S0206 Sanatorium Under The Sign of The Hourglass by Bruno Schulz
Bruno Schulz
Bruno Schulz was a Polish writer. He was born in 1892 in Austrian Galicia. In those days that part of historical Poland was under the control of the Austro-Hungarian Empire. Now it is part of Ukraine. His family were well-off traders who owned a dry goods shop. I'm not wholly sure what that is, though I think I knew when I was younger.
After the First World War, Austrian Galicia became part of Poland. Schulz was 26 when that happened. His home town was a drab industrial place, predominantly Jewish, at least until the Holocaust. Schulz lived there most of his life.
Schulz was interested in the arts from his youth and studied design in Lviv. He then went to Vienna to study architecture for two years but returned to his home town to the school he had himself attended and became a teacher of arts and crafts. He is said not to have liked teaching much, but he entertained the pupils by telling them stories.
He was Jewish, and before the Nazi partition of Poland, there was a thriving Jewish community in his hometown. He wrote in Polish but was fluent in German too.
Like many writers, he was inspired to continue writing even though he received little encouragement at first.
He gained success after he went to see a famous Polish novelist, who was reputedly not too keen on seeing him at first, thinking him just another wannabe writer. However, after hearing him read out the first page of his work, she asked him from the manuscript and declared she had discovered a new genius of Polish literature.
His first collection of stories was published in 1934 called The Cinnamon Shops in English though it is often known as The Street of Crocodiles. Three years later he published Sanatorium Under The Sign of the Hourglass. He illustrated his own books.
In 1936, he translated Franz Kafka (1883-1924)'s The Trial into Polish. Kafka who wrote in German was also Jewish and also from territory that had belonged to the Austro-Hungarian Empire.
He was awarded the Polish Academy of Literature's Golden Laurel award in 1938.
In 1939 the Nazis came. He was writing a novel at the time, but that is now lost. He died tragically in 1942. He was walking home through the so-called Aryan quarter of his hometown.
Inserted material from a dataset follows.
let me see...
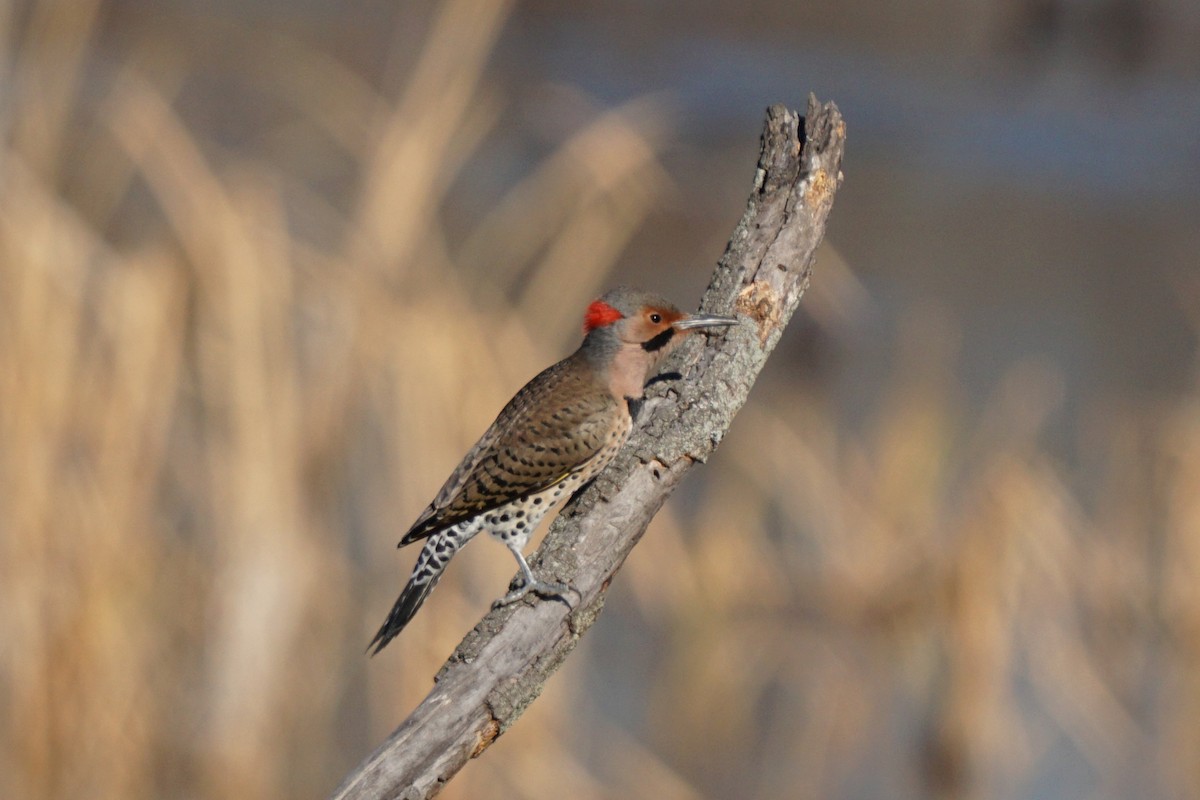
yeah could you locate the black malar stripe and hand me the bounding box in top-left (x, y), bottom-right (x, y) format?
top-left (641, 328), bottom-right (675, 352)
He'd been to buy a loaf of bread when he was shot dead by a Gestapo officer. The story was that this Gestapo officer had a quarrel with an SS officer. The SS officer had shot the Gestapo officer's Jewish slave, so in return, the Gestapo officer shot Schulz, who had been employed by the SS officer to paint murals.
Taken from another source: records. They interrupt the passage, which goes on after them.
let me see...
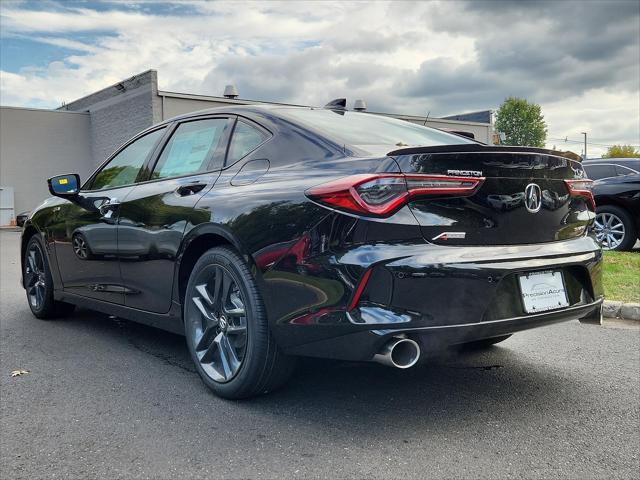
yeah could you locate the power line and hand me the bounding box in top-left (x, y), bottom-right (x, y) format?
top-left (548, 132), bottom-right (639, 143)
top-left (547, 136), bottom-right (640, 148)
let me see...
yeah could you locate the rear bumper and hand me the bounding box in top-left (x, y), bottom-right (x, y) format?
top-left (266, 235), bottom-right (603, 360)
top-left (284, 298), bottom-right (603, 361)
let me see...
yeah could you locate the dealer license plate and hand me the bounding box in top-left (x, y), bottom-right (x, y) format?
top-left (518, 270), bottom-right (569, 314)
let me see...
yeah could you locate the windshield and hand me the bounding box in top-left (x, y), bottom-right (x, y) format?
top-left (277, 108), bottom-right (475, 147)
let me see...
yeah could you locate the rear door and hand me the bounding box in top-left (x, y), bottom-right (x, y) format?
top-left (117, 116), bottom-right (233, 313)
top-left (391, 145), bottom-right (594, 245)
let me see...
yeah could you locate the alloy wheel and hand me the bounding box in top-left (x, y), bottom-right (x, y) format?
top-left (186, 264), bottom-right (248, 383)
top-left (25, 243), bottom-right (47, 310)
top-left (594, 212), bottom-right (626, 250)
top-left (72, 235), bottom-right (89, 259)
Sanatorium Under the Sign of the Hourglass
Reminiscent of the weirdness of Kafka and the bizarreness of Gustav Meyrink (1868-1932) (The Green Face, The Golem), there must have been something in the water in the Austro-Hungarian Empire that these three were born in. All three wrote stories which were oneiric. That's a right word, meaning dreamlike.
I just feel like I've watched the third season of Twin Peaks, because like Lynch's work the story, though ostensibly happening in the real world, is dreamlike from the outset.
It seems full of symbols, some of which I struggle to decipher. For example, what's with all these cakes and pastries?
The guard dog and its kennel, the dog that morphs later into a man, and his Father and his mother (Father gets a capital in the story) are more apparent symbols. They could be Freudian or Jungian, and again we must remember that Freud was a child of Austria-Hungary and also Jewish.
In the early part of the 20th Century, there were also the movements of Dadaism and Surrealism, that definitely turned their back on realism. Weirdness was in the air.
Most of the story is mysterious to me. There seems to be something about them sending the carriage to meet him at the station and him missing it, not seeing it at all, but what it means, I don't know.
His father is dead in "his own country", but here in the Sanatorium and its weird landscape, time is turned back, and with the turning back of time, the possibility of a cure is obtained. That's hinted at and not followed up.
They talk about another bed in his father's room, but there is no bed. The staff wear felt slippers. They all snore. The snoring seems significant.
So, I didn't understand it, but I enjoyed it in the same way I might enjoy some dance piece. It has no conventional narrative meaning, but it has meaning nevertheless.
"Are there two fathers?" I have no idea. I wish I was smarter.
Apparently in Polish, the phrase sanatorium alludes to a mortuary, and in fact, I do believe the whole story is a trip into the land of the dead. Perhaps this is what awaits us on the other side?